# A new low!



## redtecnos (Aug 8, 2005)

Just got the Nashbar catalog yesterday. Ultegra and 105 equipped EMXs on closeout. Talk about cheapening the brand.


----------



## davidka (Dec 12, 2001)

You sell to whoever has the money. Nashbar probably acquired them from a warehouse or dealer that was on their way out of business and not Merckx.


----------



## manroger4 (Jan 30, 2013)

I also thought about this. It is an indispensable part of life.


----------



## Cinelli 82220 (Dec 2, 2010)

The new owners/management obviously did a clearout of excess inventory.
Someone has listed loads of NOS frames on EBay lately, some look like one-offs that may have been ordered but never paid for.


----------



## cannibal (Dec 3, 2004)

redtecnos said:


> Just got the Nashbar catalog yesterday. Ultegra and 105 equipped EMXs on closeout. Talk about cheapening the brand.


I had chest pain and shortness of breath when I saw the EM complete bikes in the the Nashbar catalogue, no offense Nashbar.
My wife, who has been to the original EM factory in Meise, and has had the rare opportunity to meet Mr.

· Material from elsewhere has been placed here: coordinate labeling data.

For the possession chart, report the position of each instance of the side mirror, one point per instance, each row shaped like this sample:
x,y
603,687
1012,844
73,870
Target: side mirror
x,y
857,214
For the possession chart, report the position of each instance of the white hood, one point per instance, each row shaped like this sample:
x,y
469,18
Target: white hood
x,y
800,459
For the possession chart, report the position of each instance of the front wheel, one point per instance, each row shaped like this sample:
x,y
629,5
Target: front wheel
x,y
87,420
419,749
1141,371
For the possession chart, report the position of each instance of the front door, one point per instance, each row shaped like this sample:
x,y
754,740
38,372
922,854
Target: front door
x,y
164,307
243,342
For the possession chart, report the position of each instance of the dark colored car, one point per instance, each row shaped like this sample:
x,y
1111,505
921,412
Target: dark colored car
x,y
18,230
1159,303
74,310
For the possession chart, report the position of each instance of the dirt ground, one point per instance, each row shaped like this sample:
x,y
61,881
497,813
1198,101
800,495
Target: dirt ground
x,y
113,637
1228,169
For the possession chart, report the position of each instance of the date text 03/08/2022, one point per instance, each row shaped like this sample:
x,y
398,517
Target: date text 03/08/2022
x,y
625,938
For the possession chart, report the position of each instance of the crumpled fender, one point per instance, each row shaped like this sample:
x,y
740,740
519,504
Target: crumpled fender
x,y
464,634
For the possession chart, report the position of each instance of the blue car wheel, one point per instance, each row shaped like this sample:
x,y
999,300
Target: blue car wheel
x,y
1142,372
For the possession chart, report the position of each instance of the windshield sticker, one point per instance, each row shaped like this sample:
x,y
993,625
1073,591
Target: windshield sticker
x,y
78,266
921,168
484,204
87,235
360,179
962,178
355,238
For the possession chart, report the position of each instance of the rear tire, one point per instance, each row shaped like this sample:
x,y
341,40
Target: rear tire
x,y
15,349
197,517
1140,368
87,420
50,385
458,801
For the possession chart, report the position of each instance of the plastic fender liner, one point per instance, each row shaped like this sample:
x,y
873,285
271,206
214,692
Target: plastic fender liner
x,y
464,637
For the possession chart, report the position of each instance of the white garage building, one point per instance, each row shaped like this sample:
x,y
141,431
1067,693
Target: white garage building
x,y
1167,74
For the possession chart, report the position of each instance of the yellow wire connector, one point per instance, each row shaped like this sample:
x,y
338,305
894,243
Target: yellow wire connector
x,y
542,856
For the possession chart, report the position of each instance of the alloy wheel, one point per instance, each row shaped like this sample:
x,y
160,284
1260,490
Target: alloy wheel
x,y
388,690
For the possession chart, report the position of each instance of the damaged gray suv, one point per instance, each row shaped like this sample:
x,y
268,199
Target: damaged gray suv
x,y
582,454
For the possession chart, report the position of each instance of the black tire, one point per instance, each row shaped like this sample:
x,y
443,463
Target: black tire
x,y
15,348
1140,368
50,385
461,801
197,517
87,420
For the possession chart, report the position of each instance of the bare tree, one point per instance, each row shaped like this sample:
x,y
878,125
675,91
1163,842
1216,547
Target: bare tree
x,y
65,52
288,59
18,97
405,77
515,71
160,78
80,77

Merckx in person, cackled at me as to prove a point: the eddy merckx brand has lost its mojo since the cannibal sold and left the company.


----------



## HigherGround (Mar 3, 2005)

cannibal said:


> ...the eddy merckx brand has lost its mojo since the cannibal sold and left the company.


Sadly, that seems to be the case.


----------